Quando o sol e a lua estão prontos para dar início ao seu ciclo de tarefas eles aparecem diante de Deus e imploram que ele os dispense de cumprir a sua obrigação, a fim de serem poupados de contemplar a humanidade pecaminosa. É somente mediante constrangimento que eles procedem com seu curso diário. Retornando da presença de Deus sol e lua encontram-se cegados pela radiância do céu, e não conseguem encontrar o caminho. Deus, por essa razão, lança flechas, por cuja luz cintilante eles são guiados. É devido à pecaminosidade do homem, a qual o sol é forçado a contemplar em seus cursos diários, que ele enfraquece à medida que se aproxima a hora do seu declínio, pois os pecados têm um efeito corruptor e delibitante, e ele se põe no horizonte como uma esfera de sangue, porque o sangue é o sinal de corrupção.
De manhã, ao lançar-se no seu curso, as asas do sol tocam as folhas das árvores do paraíso, e sua vibração é transmitida aos anjos e aos santos Hayyot, às outras plantas e também às árvores e plantas da terra, bem como a todos os seres da terra e do céu. É sinal para que eles voltem seus olhos para o céu. Logo que contemplam o Nome Inefável, que está gravado no sol, eles erguem suas vozes em canções de louvor a Deus. No mesmo momento é ouvida uma voz celestial que diz: “Ai dos filhos dos homens, que não atentam em honrar a Deus como essas criaturas que erguem agora suas vozes em adoração”. Essas palavras, naturalmente, não são ouvidas pelos homens, da mesma forma que eles não escutam o rangido do sol contra a roda na qual estão presos todos os corpos celestes, embora o som seja extraordinariamente alto. Essa fricção entre o sol e a roda produz as partículas cintilantes que dançam nos raios de sol. Essas são portadoras de cura aos doentes, as únicas criações doadores de saúde do quarto dia, no todo um dia desafortunado, especialmente para as crianças, sendo nele afligidas por doenças.

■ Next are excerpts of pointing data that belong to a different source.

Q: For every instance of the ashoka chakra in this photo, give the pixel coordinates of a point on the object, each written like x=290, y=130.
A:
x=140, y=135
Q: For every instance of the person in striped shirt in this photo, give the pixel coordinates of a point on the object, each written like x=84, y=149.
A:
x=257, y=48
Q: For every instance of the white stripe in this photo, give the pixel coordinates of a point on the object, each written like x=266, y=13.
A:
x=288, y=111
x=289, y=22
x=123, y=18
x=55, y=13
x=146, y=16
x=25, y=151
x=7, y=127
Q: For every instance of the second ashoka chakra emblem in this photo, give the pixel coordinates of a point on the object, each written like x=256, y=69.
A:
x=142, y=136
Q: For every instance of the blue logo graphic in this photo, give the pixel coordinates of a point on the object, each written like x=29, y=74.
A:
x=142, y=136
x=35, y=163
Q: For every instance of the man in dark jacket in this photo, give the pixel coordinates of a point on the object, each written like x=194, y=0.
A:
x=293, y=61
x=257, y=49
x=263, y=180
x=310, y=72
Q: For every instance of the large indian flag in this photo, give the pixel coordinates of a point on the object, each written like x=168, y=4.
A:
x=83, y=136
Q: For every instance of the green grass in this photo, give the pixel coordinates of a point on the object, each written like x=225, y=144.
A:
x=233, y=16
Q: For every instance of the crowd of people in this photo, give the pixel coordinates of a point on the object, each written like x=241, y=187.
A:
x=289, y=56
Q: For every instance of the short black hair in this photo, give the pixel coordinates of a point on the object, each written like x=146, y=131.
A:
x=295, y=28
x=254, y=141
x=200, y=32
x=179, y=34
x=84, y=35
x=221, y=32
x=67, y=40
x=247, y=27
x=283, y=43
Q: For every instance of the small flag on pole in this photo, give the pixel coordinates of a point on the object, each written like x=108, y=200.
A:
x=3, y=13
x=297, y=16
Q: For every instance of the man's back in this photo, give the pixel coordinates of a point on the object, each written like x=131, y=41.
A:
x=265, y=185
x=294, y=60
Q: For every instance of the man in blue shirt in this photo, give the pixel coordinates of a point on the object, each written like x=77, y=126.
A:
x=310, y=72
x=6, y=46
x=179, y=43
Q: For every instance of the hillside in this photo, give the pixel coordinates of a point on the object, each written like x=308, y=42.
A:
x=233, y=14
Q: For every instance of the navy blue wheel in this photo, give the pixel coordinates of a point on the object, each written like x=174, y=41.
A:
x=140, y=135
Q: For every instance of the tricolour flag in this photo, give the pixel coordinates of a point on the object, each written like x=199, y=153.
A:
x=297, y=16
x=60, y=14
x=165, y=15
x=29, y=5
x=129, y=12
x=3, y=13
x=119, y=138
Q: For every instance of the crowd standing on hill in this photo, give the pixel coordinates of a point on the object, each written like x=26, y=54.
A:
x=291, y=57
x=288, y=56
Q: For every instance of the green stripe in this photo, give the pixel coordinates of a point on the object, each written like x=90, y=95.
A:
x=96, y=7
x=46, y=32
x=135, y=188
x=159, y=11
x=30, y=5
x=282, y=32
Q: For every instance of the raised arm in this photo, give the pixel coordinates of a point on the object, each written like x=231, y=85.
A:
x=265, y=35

Quando Deus puniu a ciumenta lua, diminuindo sua luz e esplendor de modo que ela deixasse de se equiparar ao sol como havia sido originalmente, a lua caiu, e minúsculos fragmentos soltaram-se do seu corpo. Esses são as estrelas.

* A letra Bet, segunda letra do alfabeto hebraico, corresponde ao algarismo dois.

Lendas dos Judeus é uma compilação de lendas judaicas recolhidas das fontes originais do midrash(particularmente o Talmude) pelo talmudista lituano Louis Ginzberg (1873-1953). Lendas foi publicado em 6 volumes (sendo dois volumes de notas) entre 1909 e 1928.